Dad closed the deal, never sharing with us exactly what his latest yard sale prize cost him, but no doubt thrilled to get him.  And the Brits even threw in some feed and a saddle.  Tap Dancer was ours.

That summer, like every summer, it was my responsibility to cut grass.  I called our home “Grassland” because there was a lot of it.  To stay in shape, I would put on my red yard sale ankle weights held together by blue shoelaces because Velcro had not been invented yet.  And to break the monotony I would strap on my football helmet-sized yard sale headphones, extend the antennas, and listen to AM radio.  To find that weak AM signal I would tilt my head like Dan turning his head to see.  On rare days, with my head at just the right angle, I could pick up a soul music FM station, WGIV, “the black spot on your dial”, and really cut to the music. 

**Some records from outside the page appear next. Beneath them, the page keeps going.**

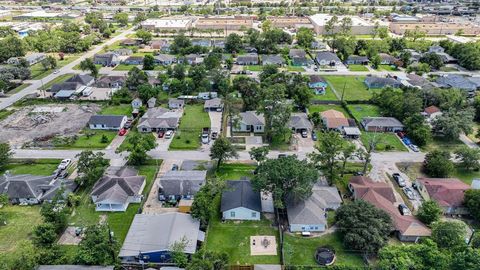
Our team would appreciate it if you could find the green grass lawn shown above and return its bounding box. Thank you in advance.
[0,159,62,175]
[347,104,381,122]
[40,73,73,90]
[360,131,408,152]
[284,233,364,268]
[170,104,210,150]
[0,205,43,256]
[205,196,280,264]
[323,75,375,101]
[348,65,368,71]
[55,128,117,149]
[99,104,132,116]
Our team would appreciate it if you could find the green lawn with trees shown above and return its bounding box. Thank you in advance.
[170,104,210,150]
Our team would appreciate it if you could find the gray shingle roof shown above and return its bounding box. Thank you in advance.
[118,213,203,257]
[220,180,262,212]
[88,114,125,127]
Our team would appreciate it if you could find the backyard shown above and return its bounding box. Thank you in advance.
[170,104,210,150]
[360,132,408,152]
[284,233,363,267]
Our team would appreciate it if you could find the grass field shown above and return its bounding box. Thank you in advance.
[348,65,368,71]
[170,104,210,150]
[360,132,408,152]
[347,104,381,122]
[324,75,372,101]
[284,233,363,268]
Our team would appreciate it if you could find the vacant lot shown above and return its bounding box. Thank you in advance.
[347,104,381,122]
[170,104,210,150]
[324,76,376,101]
[284,233,363,267]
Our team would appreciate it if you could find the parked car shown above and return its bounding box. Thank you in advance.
[398,203,412,216]
[392,173,407,187]
[408,144,420,152]
[403,187,415,200]
[58,158,72,170]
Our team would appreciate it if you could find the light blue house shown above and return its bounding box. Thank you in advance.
[220,180,262,220]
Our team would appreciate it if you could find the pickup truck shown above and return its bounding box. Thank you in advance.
[201,127,210,144]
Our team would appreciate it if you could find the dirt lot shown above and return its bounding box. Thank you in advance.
[0,104,100,148]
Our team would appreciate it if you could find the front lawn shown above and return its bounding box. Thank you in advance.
[323,75,374,101]
[360,131,408,152]
[347,104,381,122]
[284,233,364,268]
[170,104,210,150]
[348,65,368,71]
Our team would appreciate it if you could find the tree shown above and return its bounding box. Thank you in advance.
[0,143,13,169]
[75,150,110,187]
[252,155,318,208]
[310,131,345,184]
[248,146,269,163]
[432,220,467,248]
[33,223,57,247]
[335,200,393,254]
[296,27,315,49]
[464,189,480,221]
[75,225,118,265]
[210,136,238,170]
[423,150,455,178]
[455,145,480,171]
[417,200,443,225]
[80,58,98,79]
[143,54,155,70]
[135,29,152,44]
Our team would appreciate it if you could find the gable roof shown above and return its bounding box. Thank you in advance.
[418,178,470,207]
[220,180,262,212]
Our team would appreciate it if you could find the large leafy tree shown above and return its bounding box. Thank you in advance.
[335,200,393,254]
[252,155,318,208]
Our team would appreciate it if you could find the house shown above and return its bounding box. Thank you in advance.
[90,166,146,212]
[0,172,77,205]
[198,92,218,100]
[235,53,258,66]
[93,52,120,67]
[320,110,350,132]
[158,171,207,202]
[147,97,157,108]
[88,114,128,130]
[153,54,177,66]
[262,54,285,66]
[123,56,143,65]
[308,75,328,95]
[348,176,431,242]
[416,178,470,215]
[315,51,342,67]
[95,75,127,88]
[168,98,185,109]
[232,111,265,133]
[361,117,404,132]
[288,113,313,133]
[378,53,398,65]
[203,98,223,112]
[364,76,402,89]
[287,183,342,233]
[220,180,262,220]
[345,55,369,65]
[118,212,205,265]
[132,98,143,109]
[137,107,182,132]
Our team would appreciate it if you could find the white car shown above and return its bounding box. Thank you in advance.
[58,158,72,170]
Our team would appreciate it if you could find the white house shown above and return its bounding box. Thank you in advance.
[220,180,262,220]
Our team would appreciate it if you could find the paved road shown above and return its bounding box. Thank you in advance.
[0,27,133,110]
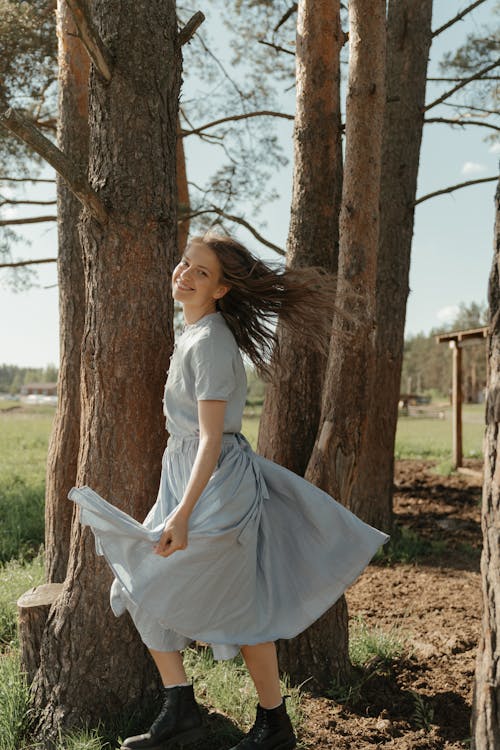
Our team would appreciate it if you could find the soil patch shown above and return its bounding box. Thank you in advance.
[294,460,481,750]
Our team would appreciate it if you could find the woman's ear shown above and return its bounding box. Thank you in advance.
[214,286,231,299]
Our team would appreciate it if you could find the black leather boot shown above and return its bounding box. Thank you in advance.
[121,685,204,750]
[231,699,297,750]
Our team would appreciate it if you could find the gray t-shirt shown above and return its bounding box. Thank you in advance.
[163,312,247,435]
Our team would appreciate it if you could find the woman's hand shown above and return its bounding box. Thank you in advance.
[153,513,188,557]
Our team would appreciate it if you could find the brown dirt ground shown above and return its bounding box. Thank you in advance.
[294,460,481,750]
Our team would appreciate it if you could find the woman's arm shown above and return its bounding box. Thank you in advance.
[154,401,226,557]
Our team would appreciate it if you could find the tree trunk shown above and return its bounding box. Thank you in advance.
[257,0,343,475]
[176,118,190,255]
[17,583,62,685]
[472,182,500,750]
[306,0,385,505]
[349,0,432,531]
[257,0,349,684]
[45,0,89,582]
[30,0,181,741]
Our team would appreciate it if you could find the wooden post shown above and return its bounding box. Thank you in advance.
[450,341,463,469]
[17,583,63,685]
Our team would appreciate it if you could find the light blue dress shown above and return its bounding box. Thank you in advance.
[69,312,389,659]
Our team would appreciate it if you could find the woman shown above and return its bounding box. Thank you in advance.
[69,233,388,750]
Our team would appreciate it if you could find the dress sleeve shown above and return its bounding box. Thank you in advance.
[191,335,236,401]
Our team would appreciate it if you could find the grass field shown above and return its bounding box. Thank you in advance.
[0,402,484,750]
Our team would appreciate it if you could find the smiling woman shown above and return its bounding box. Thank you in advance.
[172,242,229,323]
[70,233,388,750]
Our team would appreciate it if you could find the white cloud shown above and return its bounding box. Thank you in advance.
[462,161,486,175]
[436,305,460,323]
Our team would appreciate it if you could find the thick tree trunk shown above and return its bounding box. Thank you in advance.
[17,583,62,685]
[349,0,432,531]
[306,0,386,505]
[30,0,181,738]
[472,182,500,750]
[254,0,349,684]
[45,0,89,582]
[257,0,343,475]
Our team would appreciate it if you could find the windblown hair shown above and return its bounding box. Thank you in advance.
[188,230,351,380]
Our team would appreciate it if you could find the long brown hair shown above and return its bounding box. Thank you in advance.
[188,230,351,380]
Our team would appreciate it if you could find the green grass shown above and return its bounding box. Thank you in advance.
[184,648,300,730]
[0,649,29,750]
[395,404,484,461]
[327,617,407,706]
[349,617,406,667]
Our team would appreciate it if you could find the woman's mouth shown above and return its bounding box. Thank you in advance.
[175,281,193,292]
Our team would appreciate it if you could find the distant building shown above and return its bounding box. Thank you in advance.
[21,383,57,396]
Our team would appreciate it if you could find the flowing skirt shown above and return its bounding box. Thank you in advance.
[69,433,389,659]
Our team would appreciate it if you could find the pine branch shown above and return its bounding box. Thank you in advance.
[66,0,112,81]
[0,258,57,268]
[0,174,55,184]
[414,175,500,206]
[180,110,295,138]
[259,39,295,57]
[182,206,286,256]
[424,117,500,132]
[179,10,205,46]
[0,198,57,207]
[0,108,107,224]
[0,216,57,227]
[427,76,500,83]
[432,0,485,37]
[424,57,500,112]
[273,3,299,33]
[443,102,500,115]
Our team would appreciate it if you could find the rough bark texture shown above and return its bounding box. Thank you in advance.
[258,0,343,475]
[176,114,190,255]
[472,175,500,750]
[254,0,349,684]
[45,0,89,581]
[30,0,181,743]
[306,0,386,505]
[17,583,62,685]
[349,0,432,531]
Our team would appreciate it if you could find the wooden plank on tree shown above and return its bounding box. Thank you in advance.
[17,583,63,685]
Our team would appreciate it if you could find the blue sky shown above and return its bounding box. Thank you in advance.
[0,0,500,367]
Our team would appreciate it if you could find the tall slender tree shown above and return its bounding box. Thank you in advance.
[258,0,348,681]
[306,0,386,505]
[472,172,500,750]
[349,0,432,531]
[45,0,89,582]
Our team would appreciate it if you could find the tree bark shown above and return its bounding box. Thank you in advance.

Then, dragging out the old pushmower I would commence the chore of cutting Grassland.  The backyard was so large that by the time I got it cut it was time to do the front yard again.  But Dan was a hungry grazer so with his help, I could now do the job in half the time.  Watching me push that mower over brilliant green grass and around piles of his horse droppings, my red ankle weights glowing, my head tilted and singing loudly to music from the BeeGees, Dan would stop munching the grass long enough to raise his roped neck from the ground and stare at me with his one eye.  He must have been fascinated.  And, I think, because of our shared interest in grass cutting, we bonded.

Saddling up a stallion, even one who has been castrated, can be an ordeal, but not near as challenging as riding one who can’t see.  Dan allowed me to brush and saddle him and eventually ride him.  A few times he would bolt, his DNA resurrected, running hard with me frantically hanging on like a baby baboon on his mother's back.  His muscles rippled as he snorted wildly.  He'd dodge trees and holes that would appear suddenly in his restricted vision until, getting tired of carrying someone who weighs twice that of a jockey, he would run broadside into a tree, knocking my leg loose and eventually me to the ground.  Then he would eat some more grass.

Because of Dan, I learned about being a stable hand and was able to convince my son when he was young that before I met his momma, I was a cowboy.  And years after Dan was gone and I had left for college, Dad bought a riding lawnmower.  No doubt he got a good deal on it at a yard sale.